Celebrity

For Freeman Vines, Guitar Making Is a Way of Life

“Art of Craft” is a series that depicts the work of specialists elevated to the level of art.


Freeman Vines was chasing the sound.

I couldn’t remember where I heard it, but it echoed in my mind. His attempts to recreate it on production guitars were fruitless, so Vines took matters into his own hands and began building guitars in 1958.

“I didn’t care what the guitar looked like. I didn’t care what color it was,” Vines said in the 2020 documentary. “The Hanging Tree Guitar: The Art of Freeman Vines” It was produced by the Music Maker Foundation, a non-profit organization that supports Southern artists like Mr. Vines. “I was looking for a tone.”

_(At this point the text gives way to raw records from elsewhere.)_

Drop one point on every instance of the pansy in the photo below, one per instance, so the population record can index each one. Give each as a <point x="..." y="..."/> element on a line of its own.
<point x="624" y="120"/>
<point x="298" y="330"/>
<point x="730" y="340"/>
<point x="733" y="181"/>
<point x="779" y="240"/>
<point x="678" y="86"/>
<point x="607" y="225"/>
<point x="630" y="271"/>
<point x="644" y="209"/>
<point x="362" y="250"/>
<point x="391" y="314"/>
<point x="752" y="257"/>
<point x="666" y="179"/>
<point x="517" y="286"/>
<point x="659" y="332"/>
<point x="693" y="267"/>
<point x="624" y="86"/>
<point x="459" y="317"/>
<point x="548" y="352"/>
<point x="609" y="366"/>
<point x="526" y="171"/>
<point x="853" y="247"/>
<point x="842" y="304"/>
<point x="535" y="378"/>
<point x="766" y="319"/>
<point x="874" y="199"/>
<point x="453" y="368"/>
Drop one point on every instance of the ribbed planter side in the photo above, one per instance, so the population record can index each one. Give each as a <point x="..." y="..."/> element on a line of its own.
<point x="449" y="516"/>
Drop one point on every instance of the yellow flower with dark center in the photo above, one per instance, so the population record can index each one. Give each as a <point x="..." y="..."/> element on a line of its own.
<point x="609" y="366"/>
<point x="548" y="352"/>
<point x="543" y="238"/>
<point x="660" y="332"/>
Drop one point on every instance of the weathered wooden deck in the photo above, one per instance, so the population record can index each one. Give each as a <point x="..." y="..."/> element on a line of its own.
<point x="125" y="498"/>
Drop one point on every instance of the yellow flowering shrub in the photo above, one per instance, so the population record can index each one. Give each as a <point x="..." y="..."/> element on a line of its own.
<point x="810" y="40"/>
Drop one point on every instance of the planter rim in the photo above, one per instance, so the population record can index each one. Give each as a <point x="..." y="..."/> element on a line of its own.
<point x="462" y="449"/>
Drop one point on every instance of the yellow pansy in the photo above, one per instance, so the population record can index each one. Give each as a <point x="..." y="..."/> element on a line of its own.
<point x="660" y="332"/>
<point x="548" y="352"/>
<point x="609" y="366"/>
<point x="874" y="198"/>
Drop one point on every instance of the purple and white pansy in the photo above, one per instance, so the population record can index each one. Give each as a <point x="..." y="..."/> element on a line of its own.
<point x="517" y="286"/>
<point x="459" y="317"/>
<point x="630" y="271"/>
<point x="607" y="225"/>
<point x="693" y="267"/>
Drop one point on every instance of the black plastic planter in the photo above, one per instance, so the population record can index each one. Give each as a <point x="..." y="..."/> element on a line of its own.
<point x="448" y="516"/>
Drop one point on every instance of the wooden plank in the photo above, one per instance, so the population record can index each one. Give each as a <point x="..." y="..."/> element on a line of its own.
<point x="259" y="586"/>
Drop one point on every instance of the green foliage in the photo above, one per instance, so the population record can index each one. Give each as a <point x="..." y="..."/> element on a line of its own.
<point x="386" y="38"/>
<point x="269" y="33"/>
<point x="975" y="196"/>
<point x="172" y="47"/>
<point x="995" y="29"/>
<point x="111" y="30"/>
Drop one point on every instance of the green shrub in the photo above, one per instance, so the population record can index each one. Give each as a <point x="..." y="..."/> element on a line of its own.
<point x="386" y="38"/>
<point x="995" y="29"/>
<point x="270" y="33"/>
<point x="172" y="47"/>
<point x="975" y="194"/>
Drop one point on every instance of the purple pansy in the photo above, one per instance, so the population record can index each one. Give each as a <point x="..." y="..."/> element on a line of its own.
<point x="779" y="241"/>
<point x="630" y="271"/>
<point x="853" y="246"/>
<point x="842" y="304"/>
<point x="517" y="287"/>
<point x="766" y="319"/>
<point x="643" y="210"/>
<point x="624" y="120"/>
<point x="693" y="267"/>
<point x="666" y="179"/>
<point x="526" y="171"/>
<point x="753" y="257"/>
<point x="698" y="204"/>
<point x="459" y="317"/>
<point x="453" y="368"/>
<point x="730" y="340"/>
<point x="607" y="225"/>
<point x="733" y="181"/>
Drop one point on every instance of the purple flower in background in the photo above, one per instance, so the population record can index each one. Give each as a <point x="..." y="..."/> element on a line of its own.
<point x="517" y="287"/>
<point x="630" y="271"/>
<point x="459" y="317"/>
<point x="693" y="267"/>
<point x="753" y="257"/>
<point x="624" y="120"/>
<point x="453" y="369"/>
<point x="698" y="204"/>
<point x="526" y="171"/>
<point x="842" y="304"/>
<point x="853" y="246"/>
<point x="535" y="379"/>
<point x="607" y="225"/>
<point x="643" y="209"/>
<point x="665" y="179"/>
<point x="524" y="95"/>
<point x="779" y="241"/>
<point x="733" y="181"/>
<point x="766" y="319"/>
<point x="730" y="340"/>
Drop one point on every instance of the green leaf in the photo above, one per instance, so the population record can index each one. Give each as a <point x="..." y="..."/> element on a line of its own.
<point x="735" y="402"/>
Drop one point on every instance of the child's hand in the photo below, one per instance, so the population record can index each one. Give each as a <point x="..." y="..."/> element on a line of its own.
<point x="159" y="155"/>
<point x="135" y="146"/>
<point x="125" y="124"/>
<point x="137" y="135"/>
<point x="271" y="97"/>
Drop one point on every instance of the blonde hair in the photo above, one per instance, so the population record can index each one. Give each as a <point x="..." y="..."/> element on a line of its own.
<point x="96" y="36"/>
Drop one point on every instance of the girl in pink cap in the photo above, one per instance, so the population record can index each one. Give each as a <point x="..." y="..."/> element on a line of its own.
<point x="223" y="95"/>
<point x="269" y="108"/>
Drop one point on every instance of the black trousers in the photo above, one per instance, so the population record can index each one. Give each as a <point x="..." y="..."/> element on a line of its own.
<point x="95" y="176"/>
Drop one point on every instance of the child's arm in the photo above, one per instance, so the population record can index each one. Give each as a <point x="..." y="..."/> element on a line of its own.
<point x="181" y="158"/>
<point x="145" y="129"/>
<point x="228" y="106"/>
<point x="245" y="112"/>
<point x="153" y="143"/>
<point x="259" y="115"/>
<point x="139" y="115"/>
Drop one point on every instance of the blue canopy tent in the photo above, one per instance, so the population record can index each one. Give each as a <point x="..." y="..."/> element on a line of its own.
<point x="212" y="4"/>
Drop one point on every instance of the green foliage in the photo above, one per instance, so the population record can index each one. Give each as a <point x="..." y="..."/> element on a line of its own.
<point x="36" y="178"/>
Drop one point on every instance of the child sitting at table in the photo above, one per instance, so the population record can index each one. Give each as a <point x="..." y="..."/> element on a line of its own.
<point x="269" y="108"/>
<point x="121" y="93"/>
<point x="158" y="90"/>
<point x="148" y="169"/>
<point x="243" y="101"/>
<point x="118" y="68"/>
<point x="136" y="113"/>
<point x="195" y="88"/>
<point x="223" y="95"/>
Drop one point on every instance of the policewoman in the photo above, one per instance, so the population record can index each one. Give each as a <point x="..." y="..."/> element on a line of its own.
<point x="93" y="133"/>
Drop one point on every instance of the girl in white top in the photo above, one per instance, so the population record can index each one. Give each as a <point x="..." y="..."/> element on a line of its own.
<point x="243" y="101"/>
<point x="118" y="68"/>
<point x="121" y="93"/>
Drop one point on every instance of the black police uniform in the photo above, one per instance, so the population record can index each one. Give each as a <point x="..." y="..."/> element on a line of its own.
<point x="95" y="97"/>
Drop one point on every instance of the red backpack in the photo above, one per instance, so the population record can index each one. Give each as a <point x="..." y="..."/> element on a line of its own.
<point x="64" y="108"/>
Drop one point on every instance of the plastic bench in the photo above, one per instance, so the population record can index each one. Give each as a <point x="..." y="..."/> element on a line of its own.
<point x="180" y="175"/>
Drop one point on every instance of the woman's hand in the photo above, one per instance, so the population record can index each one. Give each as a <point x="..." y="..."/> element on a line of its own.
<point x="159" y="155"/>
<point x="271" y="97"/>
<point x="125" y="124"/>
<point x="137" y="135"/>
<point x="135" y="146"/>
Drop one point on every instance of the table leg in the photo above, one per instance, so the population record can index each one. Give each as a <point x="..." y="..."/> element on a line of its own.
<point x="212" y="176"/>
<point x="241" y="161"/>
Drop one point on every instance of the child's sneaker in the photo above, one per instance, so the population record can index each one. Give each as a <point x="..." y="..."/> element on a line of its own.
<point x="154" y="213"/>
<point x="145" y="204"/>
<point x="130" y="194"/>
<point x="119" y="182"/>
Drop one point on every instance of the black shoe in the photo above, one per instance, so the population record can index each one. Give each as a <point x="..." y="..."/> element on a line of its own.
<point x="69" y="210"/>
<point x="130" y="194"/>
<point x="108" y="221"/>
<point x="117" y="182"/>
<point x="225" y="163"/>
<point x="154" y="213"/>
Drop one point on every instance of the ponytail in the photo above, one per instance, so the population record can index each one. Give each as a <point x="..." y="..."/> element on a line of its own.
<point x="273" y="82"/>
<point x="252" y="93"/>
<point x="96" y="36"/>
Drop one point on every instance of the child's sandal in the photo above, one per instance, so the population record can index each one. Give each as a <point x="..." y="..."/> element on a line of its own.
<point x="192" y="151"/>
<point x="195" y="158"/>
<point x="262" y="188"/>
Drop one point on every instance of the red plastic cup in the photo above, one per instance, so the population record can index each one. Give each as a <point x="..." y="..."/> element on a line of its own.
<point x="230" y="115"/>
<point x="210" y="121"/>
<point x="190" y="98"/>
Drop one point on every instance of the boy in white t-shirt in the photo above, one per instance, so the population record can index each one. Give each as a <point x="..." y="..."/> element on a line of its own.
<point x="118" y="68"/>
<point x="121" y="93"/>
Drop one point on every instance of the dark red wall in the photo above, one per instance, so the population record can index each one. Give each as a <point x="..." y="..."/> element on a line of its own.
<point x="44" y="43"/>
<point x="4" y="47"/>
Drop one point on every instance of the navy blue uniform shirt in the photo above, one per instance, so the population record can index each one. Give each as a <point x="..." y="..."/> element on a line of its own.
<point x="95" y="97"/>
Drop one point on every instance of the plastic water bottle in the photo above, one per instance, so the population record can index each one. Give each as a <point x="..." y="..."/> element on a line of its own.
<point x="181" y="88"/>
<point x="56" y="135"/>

Mr. Vines, now 80, never recreated the sound, but in the process used wood from barns, valleys and other unexpected and meaningful sources to create dozens of created a unique guitar. A series of his guitars are featured in a traveling exhibition (currently Maria V. Howard Art Center at the Imperial Center in Rocky Mount, North Carolina) was made from wood extracted from trees used to lynch blacks.

Vines, who now works on a storefront in Fountain, North Carolina, grew up on a plantation in nearby Greene County during the Jim Crow era, working the fields with his mother for a meager wage.

Growing up, he toured a bit as a jazz musician. But his quest to recreate that one sound turned out to be the energizing force in his life. He sculpted various forms of guitars with specific designs and electronic configurations. Some are made to look like traditional African masks.

“These guitars here have their own personality and sound,” Vines said in a video accompanying the exhibit. “For others it’s just glued wood together. For me it’s something else.”

Chris Bergson, a musician and associate professor at Berklee College of Music in Boston, said there has been a significant increase in independent guitar building in recent years. “You get something really special and unique. It’s like the antithesis of an off-the-shelf guitar.”

Vines has multiple myeloma, but his symptoms haven’t abated. “He takes a little nap and continues his work and creation,” says Timothy Duffy, who is the founder of the Music Maker Relief Foundation.

Mr. Vines was recently discharged from a rehab facility after serving on the cancer ward. “They really wanted him to stay there,” recalls Duffy. “He said, ‘Hey, you can sit here and get bored.’ I may die within, I am alive now.”

The wood used to make the “hanging wood guitar” has “unique characteristics,” Vines said. “People thought I carved everything there, but I didn’t. It’s there.”

“The wood speaks to me,” Bynes reportedly said in his book, “Hanging Tree Guitars.” “A tree has a personality.”